Así, la figura de Lavagna quedó conformada políticamente por una doble construcción. Por un lado pesó su proyecto de vincularse con la economía real y abandonar el ideologismo tonto de los consultores de la City. Por otro lado su imagen se hizo más nítida gracias a la imagen inversa, representada por la idea de agradar a Washington con el simple trámite de darle lo que, a ojos argentinos, Washington quiere. Pignanelli no es Blejer, un burócrata del Fondo, pero en el juego político que se armó con Lavagna quedó como el más cercano al Fondo. La pelea de ambos tiene mucho de vanidades personales, como toda pelea política, pero cada chisporroteo remite a lo que representan uno y otro en el escenario.

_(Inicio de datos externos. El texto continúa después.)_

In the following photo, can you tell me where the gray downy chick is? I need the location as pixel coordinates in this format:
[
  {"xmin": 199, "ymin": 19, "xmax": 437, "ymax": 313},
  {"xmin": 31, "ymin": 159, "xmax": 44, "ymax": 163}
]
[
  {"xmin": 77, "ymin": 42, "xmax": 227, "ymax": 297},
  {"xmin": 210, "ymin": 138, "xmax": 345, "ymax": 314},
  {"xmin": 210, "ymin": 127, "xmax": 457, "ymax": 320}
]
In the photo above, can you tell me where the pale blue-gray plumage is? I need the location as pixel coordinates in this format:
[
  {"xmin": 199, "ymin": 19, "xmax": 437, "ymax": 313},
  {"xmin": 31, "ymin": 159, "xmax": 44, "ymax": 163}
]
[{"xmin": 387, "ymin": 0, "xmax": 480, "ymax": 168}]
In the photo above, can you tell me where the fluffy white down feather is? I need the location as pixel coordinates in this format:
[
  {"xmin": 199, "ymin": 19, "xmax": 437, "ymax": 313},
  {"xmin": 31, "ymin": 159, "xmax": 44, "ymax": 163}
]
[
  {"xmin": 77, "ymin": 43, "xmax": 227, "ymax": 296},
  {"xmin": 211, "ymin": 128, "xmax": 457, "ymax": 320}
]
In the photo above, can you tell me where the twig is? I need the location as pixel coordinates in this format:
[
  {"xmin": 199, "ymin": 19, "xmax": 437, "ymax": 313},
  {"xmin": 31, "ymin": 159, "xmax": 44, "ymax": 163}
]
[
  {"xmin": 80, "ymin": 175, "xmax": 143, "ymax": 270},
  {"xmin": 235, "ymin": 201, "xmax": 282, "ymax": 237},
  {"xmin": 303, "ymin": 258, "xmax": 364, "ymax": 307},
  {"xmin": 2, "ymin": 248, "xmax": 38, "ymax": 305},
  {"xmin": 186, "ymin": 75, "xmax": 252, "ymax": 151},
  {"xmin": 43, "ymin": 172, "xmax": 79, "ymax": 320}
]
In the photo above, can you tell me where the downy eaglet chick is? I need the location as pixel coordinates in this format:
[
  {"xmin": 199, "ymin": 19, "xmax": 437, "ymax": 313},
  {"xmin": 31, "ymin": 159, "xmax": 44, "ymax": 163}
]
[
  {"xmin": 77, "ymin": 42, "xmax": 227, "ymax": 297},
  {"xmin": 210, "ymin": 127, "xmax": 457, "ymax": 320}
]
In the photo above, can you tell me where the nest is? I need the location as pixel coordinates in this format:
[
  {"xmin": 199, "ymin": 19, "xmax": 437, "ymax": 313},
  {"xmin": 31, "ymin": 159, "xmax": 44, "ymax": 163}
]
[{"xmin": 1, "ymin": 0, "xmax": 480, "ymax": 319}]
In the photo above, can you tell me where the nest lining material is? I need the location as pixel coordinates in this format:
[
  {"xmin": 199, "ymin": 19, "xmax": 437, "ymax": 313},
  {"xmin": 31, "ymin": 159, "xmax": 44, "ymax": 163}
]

Sin embargo, hay más que imaginarios, juegos de poder y vericuetos de la interna peronista en las crisis permanentes entre los ministros de Economía y los presidentes del Banco Central. Durante años, la ortodoxia liberal sostuvo que los países de América latina debían comportarse como Alemania, donde el Bundesbank tiene una independencia absoluta. El recuerdo de la hiperinflación sirvió a los ortodoxos para que mucha gente pensara que, efectivamente, la moneda era una cosa demasiado seria para dejársela a los políticos y prefiriera entregársela a los bancos extranjeros y los organismos multilaterales. El resultado fue como ya se sabe: sin política monetaria y con la pauta cambiaria atada por la trampa de la convertibilidad, ser ministro de Economía consistía solo en discutir cuánto se achicaba el déficit mientras subían las tasas de interés.
Igual que en Brasil, donde Lula insiste en que sí cambiará al presidente del Banco Central, al revés de lo que pide el mercado, y que le dará autonomía pero no independencia, aquí el fondo de la pelea entre Economía y el Banco Central es la posibilidad de que el Ejecutivo cuente o no con política monetaria. Es que la moneda es algo demasiado serio como para tirarla por el aire. Demostrado el fracaso liberal, lo que antes era pecado original ahora volvió a ser una tentación interesante.